Eso, en teoría. Algunas veces por fuerza de fallos judiciales ostensiblemente injustos, pero las más de las veces por malas prácticas de los actores en los procesos judiciales, nos encontramos con casos que siguen vivos incluso por años, a pesar de que hay sentencias ejecutoriadas.
El resultado es una situación de inseguridad jurídica que refuerza la idea, para nada errada, de que nunca termina de hacerse justicia en el país. Situación que, además, proyecta sus efectos perniciosos a otros campos fundamentales: por citar solo uno, el de la inversión extranjera, que el país necesita urgentemente y en el que existe la queja recurrente del cambio frecuente e inesperado de las reglas de juego.
En términos muy simplificados, una disputa judicial o el proceso por un delito tiene dos instancias: la del primer juez de conocimiento y la revisión de uno de mayor jerarquía (usualmente un tribunal). Y en determinados casos, cuando la pena impuesta o el monto económico de la pelea superan un tope, es posible la instancia de casación: una alta corte entra a revisar la decisión tomada en segunda instancia.

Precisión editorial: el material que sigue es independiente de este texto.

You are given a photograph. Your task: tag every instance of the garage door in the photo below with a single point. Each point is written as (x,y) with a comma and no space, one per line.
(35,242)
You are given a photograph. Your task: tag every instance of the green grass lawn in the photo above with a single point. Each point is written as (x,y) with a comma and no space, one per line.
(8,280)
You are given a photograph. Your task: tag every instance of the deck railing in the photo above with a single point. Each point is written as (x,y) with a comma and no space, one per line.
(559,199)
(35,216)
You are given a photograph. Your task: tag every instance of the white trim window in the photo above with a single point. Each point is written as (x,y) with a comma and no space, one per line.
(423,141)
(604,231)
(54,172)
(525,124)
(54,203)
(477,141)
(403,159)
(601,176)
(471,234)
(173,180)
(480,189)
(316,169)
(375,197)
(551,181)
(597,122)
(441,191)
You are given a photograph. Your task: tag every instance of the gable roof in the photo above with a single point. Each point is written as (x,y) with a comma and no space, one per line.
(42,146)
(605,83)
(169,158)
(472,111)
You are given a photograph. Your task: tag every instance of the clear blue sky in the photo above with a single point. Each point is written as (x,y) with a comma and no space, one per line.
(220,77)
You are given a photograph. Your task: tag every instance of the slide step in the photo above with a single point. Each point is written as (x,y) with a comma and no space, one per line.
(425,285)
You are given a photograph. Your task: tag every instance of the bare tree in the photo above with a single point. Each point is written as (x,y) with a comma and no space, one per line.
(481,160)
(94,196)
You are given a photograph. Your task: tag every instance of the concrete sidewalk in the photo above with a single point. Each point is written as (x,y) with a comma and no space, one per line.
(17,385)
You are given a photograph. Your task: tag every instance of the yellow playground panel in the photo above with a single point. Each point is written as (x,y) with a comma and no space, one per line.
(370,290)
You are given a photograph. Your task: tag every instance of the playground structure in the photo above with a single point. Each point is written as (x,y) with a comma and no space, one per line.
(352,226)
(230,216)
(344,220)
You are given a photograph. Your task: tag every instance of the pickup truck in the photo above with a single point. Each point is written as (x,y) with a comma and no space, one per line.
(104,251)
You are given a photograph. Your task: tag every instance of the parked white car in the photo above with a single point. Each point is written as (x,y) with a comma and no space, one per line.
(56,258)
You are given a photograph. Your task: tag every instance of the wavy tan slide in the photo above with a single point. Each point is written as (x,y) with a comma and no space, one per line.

La acción de tutela y la jurisprudencia de la Corte Constitucional abrieron la posibilidad de revisar fallos judiciales, incluidos los de la Corte Suprema y el Consejo de Estado. Ese paso, que en su momento generó el famoso ‘choque de trenes’ entre las cortes, demostró su utilidad para corregir graves injusticias escondidas debajo de todas las formalidades del derecho, y hoy puede decirse que hay reglas más o menos claras –y por consiguiente, mayor seguridad jurídica– para tramitar y fallar la tutela contra sentencias.
Pero los boquetes siguen siendo muchos e importantes. El Sistema Interamericano de Justicia, como lo ha venido advirtiendo el Estado colombiano, terminó convertido indebidamente en una cuarta instancia para quienes resultan condenados en cualquier tipo de procesos y tienen los medios para que su caso interese a la CIDH.
Y el Estado colombiano, que reclama ante el Sistema el cumplimiento de las normas de procedimiento de la justicia subsidiaria, en el país ha tomado repetidamente el camino de tratar de dilatar el cumplimiento de decisiones de la Corte Constitucional. Esto, a través de solicitudes de aclaración de fallos (usualmente, de tutela) que, como lo acaba de advertir la misma Corte en el caso de la eutanasia, desconocen que “el respeto por la decisión adoptada y divulgada es obligatorio en virtud de los principios de legalidad, seguridad jurídica y cosa juzgada”.